FEATURES OF PORTFOLIO MANAGEMENT Portfolio management is managing a set of investment assets with the objective of maximizing the overall returns for the given risk. The important point to focus on is overall risk and return. Building a portfolio mix of stocks and bonds is a way to diversify the investment risk that arises as a result of concentrating the investment in one type of assets or few assets.

Portfolio management process Portfolio management is a reasonably simple process. Unfortunately making something simple is not how the world operates. Portfolio management or even investment is made difficult by us because of our greed of earning extra ordinary returns without our homework and missing good investment opportunity because of fear of losing the money. Hence portfolio management is important. Portfolio management fulfils two important requirements of investors: one, the need to preserve money and second, the need to achieve good returns on the investment.

Objectives Short term high priority objectives: Investors have a high priority towards achieving certain objectives in a short time. For eg, a young people will give high priority to buy a house. Thus, investors will go for high priority objectives and invest their money accordingly. long term high priority objectives: Some investors look forward and invest on the basis of objectives of long term needs. They want to achieve financial independence in long period. For eg, investing for post retirement period or education of a child etc. investors, usually prefer a diversified approach while selecting different types of investments.

low priority objectives: These objectives have low priority in investing. These objectives are not painful. After investing in high priority assets, investors can invest in these low priority assets. For eg, provision for tour, domestic appliances etc. Money making objectives: Investors put their surplus money in this kind of investment. Their objective is to maximise wealth. Usually, the investors invest in shares of companies which provides capital appreciation apart from regular income from dividend.

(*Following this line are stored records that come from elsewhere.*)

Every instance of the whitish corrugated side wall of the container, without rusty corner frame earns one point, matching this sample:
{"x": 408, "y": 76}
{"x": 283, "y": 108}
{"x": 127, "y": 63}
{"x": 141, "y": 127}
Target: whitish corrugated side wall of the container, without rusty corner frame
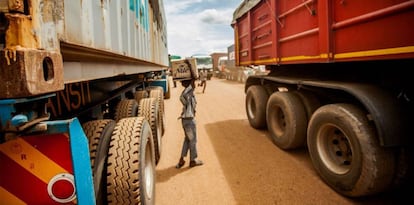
{"x": 124, "y": 27}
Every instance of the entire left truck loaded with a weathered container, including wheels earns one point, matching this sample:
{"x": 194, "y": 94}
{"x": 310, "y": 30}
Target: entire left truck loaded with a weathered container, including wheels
{"x": 81, "y": 100}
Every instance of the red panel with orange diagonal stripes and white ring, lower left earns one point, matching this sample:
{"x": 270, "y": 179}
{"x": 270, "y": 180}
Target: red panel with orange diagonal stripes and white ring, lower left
{"x": 37, "y": 170}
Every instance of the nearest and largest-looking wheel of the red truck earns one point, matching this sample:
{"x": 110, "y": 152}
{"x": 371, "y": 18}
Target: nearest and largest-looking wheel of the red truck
{"x": 345, "y": 151}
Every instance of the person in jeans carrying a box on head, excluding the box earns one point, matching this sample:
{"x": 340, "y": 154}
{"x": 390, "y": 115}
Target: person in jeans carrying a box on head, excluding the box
{"x": 187, "y": 117}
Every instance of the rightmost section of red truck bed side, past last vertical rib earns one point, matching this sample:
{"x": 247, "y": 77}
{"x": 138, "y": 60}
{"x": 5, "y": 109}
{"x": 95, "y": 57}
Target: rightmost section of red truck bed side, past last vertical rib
{"x": 372, "y": 27}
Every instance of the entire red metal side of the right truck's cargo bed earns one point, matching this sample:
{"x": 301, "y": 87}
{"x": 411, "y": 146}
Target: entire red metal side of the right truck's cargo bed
{"x": 304, "y": 31}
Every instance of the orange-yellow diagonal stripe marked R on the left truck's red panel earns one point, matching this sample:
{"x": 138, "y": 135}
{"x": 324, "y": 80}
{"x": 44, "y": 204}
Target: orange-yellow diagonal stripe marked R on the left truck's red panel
{"x": 31, "y": 159}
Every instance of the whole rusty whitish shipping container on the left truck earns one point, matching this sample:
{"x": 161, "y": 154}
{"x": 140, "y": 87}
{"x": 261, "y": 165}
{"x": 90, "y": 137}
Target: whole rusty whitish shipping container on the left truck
{"x": 43, "y": 38}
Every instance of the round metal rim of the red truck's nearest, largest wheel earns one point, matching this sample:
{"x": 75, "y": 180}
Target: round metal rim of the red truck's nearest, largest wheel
{"x": 334, "y": 148}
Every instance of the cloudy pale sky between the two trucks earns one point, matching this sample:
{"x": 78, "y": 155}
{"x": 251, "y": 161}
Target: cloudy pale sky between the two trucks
{"x": 199, "y": 26}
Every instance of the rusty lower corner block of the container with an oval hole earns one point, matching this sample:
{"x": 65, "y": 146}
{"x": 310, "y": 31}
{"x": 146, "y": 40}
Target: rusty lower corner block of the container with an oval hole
{"x": 30, "y": 73}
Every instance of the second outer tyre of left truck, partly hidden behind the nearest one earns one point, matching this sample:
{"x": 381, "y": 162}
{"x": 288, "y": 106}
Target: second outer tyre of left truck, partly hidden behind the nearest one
{"x": 148, "y": 108}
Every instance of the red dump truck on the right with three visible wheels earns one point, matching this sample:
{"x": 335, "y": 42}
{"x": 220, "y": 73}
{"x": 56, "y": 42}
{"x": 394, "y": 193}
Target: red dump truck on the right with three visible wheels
{"x": 339, "y": 85}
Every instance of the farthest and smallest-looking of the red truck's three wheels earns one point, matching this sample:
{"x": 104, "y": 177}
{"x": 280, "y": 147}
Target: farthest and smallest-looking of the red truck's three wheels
{"x": 256, "y": 99}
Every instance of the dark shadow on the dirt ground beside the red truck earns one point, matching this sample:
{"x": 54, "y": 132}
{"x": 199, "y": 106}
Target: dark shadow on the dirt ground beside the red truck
{"x": 258, "y": 171}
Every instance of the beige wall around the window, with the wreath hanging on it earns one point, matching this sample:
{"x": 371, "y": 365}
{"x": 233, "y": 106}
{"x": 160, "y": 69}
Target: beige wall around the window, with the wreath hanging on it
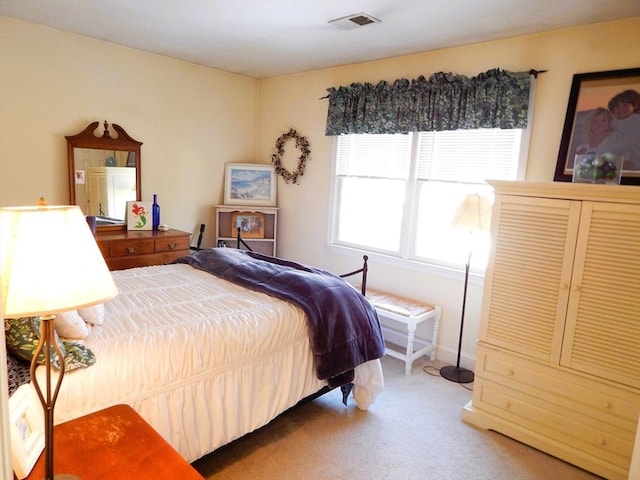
{"x": 294, "y": 101}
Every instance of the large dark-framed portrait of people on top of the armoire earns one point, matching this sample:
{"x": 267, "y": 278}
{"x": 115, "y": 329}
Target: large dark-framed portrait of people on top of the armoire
{"x": 603, "y": 117}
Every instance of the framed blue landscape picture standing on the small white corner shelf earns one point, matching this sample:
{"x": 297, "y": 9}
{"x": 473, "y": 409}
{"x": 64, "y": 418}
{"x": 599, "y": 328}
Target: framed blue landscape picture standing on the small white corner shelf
{"x": 249, "y": 184}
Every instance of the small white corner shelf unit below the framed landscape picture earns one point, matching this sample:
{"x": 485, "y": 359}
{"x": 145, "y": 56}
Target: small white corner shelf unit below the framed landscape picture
{"x": 226, "y": 232}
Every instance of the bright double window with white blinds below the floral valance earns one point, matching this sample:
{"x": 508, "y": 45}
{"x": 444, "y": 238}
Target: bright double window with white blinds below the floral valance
{"x": 402, "y": 195}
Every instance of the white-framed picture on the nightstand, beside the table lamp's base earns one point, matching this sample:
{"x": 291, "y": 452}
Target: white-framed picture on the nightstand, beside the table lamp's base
{"x": 27, "y": 431}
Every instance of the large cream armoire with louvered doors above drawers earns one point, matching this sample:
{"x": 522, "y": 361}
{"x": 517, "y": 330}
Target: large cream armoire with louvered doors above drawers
{"x": 558, "y": 358}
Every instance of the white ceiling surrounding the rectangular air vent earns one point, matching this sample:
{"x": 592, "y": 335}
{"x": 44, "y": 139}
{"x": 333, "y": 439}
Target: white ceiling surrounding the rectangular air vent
{"x": 266, "y": 38}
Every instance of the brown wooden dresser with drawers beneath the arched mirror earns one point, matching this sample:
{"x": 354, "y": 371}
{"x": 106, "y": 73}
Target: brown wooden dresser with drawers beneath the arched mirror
{"x": 132, "y": 248}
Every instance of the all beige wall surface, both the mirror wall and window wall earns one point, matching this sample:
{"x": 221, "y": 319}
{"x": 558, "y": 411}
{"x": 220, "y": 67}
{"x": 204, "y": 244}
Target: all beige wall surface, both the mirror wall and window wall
{"x": 193, "y": 119}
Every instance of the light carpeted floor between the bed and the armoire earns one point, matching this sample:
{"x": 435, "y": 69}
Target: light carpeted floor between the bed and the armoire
{"x": 413, "y": 431}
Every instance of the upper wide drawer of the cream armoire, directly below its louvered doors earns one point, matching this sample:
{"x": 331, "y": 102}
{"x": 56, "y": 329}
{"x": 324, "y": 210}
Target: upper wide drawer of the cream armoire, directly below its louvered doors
{"x": 612, "y": 404}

The basics and ideas of Investment Portfolio Management are also applied to portfolio management in other industry sectors . Application Portfolio Management: It involves management of complete group or subset of software applications in a portfolio. These applications are considered as investments as they involve development (or acquisition) costs and maintenance costs. The decisions regarding making investments in modifying the existing application or purchasing new software applications make up an important part of application portfolio management. Product Portfolio Management: The product portfolio management involves grouping of major products that are developed and sold by businesses into (logical) portfolios. These products are organized according to major line-ofbusiness or business segment. The management team actively manages the product portfolios by taking decisions regarding the development of new products, modifying existing products or discontinue any other products. The addition of new products helps in diversifying the investments and investment risks. Project Portfolio Management: It is also referred as an initiative portfolio management where initiative portfolio involves a defined beginning and end; precise and limited collection of desired results or work products; and management team for executing the initiative and utilising the resources. A number of initiatives that supports a product, product line or business segment, are grouped into a portfolio by managers.